Pontificating to the captive (okay, so maybe sequestered) audience, sometimes known as carpool, I capitalized on the opportunity to teach my children and their friends the merits of standing up for your rights.
“Yup … Here’s the light where I got a ticket. Uh-huh. Got it in the mail for apparently failing to stop at a red light.”
“You got a ticket??!!” one child oohs. She follows with a whisper to neighboring passenger, “I wonder if she’s told Dad?!”
“I can hear you. And yes, I told your father. I would tell him no matter what. And often, I’m wrong. But… I did not deserve the ticket. See those cameras up there?” I ask while pointing to the traffic lights in the distance and the white video cameras perched on top. “Well… they took my picture all right. Yeah, they took it of me turning right on red … which is legal … and my brake lights were clearly illuminated, proving that I did in fact stop before turning.”
“They sent you the picture?!” more ooohhs.
“Yes!” I shuh-d back, “and I’m going to use it to prove my innocence… Yup… Right on red…A legal turn… I’m SO not paying that ticket. It’s important to stand up for what is true,” I continue, not sure who’s even listening at this point. I sometimes tune myself out, too. “Don’t just let things slip. … Yes, it might be easier, non-confrontational, to let it go. Not this time. Nahhh… I can’t wait to prove them wrong.”
From the far back my daughter’s friend pipes in, “Mrs. Wyma, I don’t think that sign is going to help your case.”
“What sign?” I ask.
“That one there.” she says matter-of-factly while glancing at my daughter with a your-mom-is-crazy kind of look.
Hmmm… When did they put that there?
“Yeah,” she continues, “and they have one more further up with orange flags on it.”
“Mawwmm!” the kids jeer.
“Well…” I compose myself. “I’ve never seen that sign.” I really hadn’t! I’m not sure when they added that sign.
Oops. So much for my soliloquy on the merits of justice and stating your case. I guess I can always spin it to the merits of paying attention to the road while you’re driving. Or… keeping an eye open because you never know when your familiar old stomping grounds might change.

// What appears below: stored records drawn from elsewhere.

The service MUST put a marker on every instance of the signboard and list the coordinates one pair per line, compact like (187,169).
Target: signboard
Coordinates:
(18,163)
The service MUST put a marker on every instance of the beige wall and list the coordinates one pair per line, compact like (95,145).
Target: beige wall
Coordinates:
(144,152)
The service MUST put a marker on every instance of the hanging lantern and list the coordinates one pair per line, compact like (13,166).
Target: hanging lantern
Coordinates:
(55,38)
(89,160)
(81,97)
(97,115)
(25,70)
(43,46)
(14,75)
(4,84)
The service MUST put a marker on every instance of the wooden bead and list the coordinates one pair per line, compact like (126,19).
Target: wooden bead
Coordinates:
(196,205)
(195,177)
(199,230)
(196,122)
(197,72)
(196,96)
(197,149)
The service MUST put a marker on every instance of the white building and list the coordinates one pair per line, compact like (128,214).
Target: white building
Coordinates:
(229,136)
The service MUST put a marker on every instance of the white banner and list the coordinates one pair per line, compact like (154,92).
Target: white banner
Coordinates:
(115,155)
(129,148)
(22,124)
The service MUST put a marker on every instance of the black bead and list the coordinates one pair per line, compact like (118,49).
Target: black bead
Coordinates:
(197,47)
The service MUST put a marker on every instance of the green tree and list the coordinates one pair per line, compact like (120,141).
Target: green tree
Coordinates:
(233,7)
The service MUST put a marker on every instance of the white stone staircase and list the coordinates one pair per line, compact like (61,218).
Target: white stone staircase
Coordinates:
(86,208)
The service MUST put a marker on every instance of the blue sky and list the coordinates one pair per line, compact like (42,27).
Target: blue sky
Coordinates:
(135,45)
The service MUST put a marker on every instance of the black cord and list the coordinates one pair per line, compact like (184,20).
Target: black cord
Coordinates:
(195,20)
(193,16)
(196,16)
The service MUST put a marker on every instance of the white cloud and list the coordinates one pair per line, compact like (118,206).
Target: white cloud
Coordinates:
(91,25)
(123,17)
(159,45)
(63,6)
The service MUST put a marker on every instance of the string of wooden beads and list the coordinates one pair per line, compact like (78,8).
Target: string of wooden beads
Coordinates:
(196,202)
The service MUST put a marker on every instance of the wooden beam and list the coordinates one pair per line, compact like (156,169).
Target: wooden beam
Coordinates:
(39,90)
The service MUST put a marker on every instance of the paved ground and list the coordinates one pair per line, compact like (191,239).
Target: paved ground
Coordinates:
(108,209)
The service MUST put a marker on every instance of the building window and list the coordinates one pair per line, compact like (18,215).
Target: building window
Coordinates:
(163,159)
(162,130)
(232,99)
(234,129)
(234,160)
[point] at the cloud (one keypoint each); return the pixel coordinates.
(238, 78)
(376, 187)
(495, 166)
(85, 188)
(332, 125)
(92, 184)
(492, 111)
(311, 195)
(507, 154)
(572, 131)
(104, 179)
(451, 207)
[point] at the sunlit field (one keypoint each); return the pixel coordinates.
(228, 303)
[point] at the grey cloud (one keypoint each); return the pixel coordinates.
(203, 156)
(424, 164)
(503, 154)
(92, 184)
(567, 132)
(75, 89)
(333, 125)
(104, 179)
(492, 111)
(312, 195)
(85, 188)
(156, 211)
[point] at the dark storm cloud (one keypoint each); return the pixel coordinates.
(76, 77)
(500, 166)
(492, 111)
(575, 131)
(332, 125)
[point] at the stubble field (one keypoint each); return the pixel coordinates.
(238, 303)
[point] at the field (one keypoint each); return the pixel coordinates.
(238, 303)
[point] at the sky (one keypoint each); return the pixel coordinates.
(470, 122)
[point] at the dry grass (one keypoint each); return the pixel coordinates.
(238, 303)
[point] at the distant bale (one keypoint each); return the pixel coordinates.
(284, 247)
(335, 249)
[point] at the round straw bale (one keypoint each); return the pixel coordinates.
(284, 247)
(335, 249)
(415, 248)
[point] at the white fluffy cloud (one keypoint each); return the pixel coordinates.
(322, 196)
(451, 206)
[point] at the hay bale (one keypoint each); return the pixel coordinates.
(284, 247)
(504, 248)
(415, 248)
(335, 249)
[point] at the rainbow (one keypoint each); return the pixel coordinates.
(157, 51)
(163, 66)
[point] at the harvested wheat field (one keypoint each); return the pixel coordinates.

Hmmm… sometimes it’s better to keep my mouth shut. At least I provide constant entertainment for their friends.
And they do love me, despite my wackiness. My little Future Hoarder of American solidified it last night as he crawled on top of me,
“I love you mom….” he cooed. “I love you more than the solar system.”
mmmmm… so yummy.
Then he looked at the television and gives me the highest compliment of all, “Yes! I love you more than American Idol.” He loves music.
’nuff said. I’ll stick with that one.
Thanks for walking the road with me.